Disclosures: Lloyd reports receiving personal fees from Australian Government Research Training Scheme and receiving grants from HCF Research Foundation. Please see the study for all other authors’ relevant financial disclosures.

 

    Perspective

    Multiple studies and meta-analyses have investigated the impact of corticosteroid use in community-acquired pneumonia (CAP). Most notably, many meta-analyses (most recently, Stern et al, 2017) have shown a decrease in mortality in patients with severe CAP who have been treated with corticosteroids. However, the impact of corticosteroids on patients who are less severely ill has been less clear. In this paper, Lloyd et al investigate the real-world outcomes of the application of a pneumonia bundle, which included early mobilization, early switch to oral antibiotics, screening for malnutrition, and 50 mg of prednisolone (or equivalent) for 7 days. Their investigated outcomes include a primary outcome of length of stay, and secondary outcomes of mortality, decompensation, readmissions and intervention-related side effects. They found no difference in length of stay or mortality, but did report a significant increase in GI bleeding in the intention-to-treat group (3 out of 415 vs. 9 out of 401). Of note, however, major GI bleeding was minimal; only one patient in the control group and three patients in the intention-to-treat group required transfusion.
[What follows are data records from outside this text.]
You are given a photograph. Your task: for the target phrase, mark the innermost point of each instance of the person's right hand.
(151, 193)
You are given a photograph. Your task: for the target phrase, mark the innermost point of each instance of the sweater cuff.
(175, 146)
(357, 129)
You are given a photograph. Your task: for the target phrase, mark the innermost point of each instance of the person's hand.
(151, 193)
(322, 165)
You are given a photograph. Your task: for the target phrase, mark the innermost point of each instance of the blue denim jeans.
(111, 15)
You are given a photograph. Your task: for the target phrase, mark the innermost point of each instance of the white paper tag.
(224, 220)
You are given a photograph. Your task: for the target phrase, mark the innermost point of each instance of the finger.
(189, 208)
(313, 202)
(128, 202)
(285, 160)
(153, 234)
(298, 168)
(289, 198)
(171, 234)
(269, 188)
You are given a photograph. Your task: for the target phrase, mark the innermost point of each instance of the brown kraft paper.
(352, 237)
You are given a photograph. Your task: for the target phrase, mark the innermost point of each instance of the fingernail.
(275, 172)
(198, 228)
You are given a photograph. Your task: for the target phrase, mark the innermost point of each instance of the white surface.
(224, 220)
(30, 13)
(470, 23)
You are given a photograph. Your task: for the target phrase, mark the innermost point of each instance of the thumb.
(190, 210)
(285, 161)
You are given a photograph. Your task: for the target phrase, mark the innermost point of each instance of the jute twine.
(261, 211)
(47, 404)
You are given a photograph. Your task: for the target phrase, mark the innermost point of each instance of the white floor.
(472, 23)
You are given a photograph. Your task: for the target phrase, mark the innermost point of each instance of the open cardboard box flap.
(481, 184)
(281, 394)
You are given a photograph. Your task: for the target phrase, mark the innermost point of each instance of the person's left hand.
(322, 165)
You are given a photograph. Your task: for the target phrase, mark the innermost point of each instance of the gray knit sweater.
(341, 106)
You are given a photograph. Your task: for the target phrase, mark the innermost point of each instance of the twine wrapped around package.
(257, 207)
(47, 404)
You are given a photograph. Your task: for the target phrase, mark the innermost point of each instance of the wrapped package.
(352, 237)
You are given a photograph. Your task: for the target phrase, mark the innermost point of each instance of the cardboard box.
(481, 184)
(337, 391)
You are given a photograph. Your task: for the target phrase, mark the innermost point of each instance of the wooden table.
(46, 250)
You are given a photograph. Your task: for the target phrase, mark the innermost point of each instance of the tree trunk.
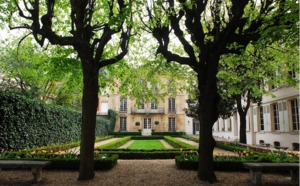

    Previous studies have likewise demonstrated that mortality benefit has been confined to patients with severe pneumonia — this study was not powered to do a subgroup analysis. This is also not the first study to call into question whether steroids may cause harm; Briel at al (2018) suggested that patients treated with steroids may be at increased risk of CAP-related readmissions. No other studies have shown an increased risk of GI bleeding in patients with CAP treated with steroids.

    While this study should not discourage the use of steroids in severe pneumonia, the study does highlight that further investigation is necessary to determine whether there is a subpopulation of less severely ill patients who benefit from steroids with reduced risk of side effects. In the meantime, clinicians should be aware of the exclusion criteria of these studies and balance the benefits and risks when using steroids to treat patients who do not have severe CAP.

    Briel M, et al. Corticosteroids in patients hospitalized for community-acquired pneumonia: systematic review and individual patient data metaanalysis. Clinical Infectious Diseases. 2018;doi:10.1093/cid/cix801.

    Stern A, et al. Corticosteroids for pneumonia. Cochrane Database of Systematic Reviews. 2017;doi:10.1002/14651858.CD007720.pub3.

    • Joanna M. Bonsall, MD, PhD, SFHM
    • Chief of Hospital Medicine
      Grady Memorial Hospital
      Clinical Co-Director of MD/PhD Program
      Associate Professor of Medicine
      Emory University School of Medicine

    Disclosures: Bonsall reports no relevant financial disclosures.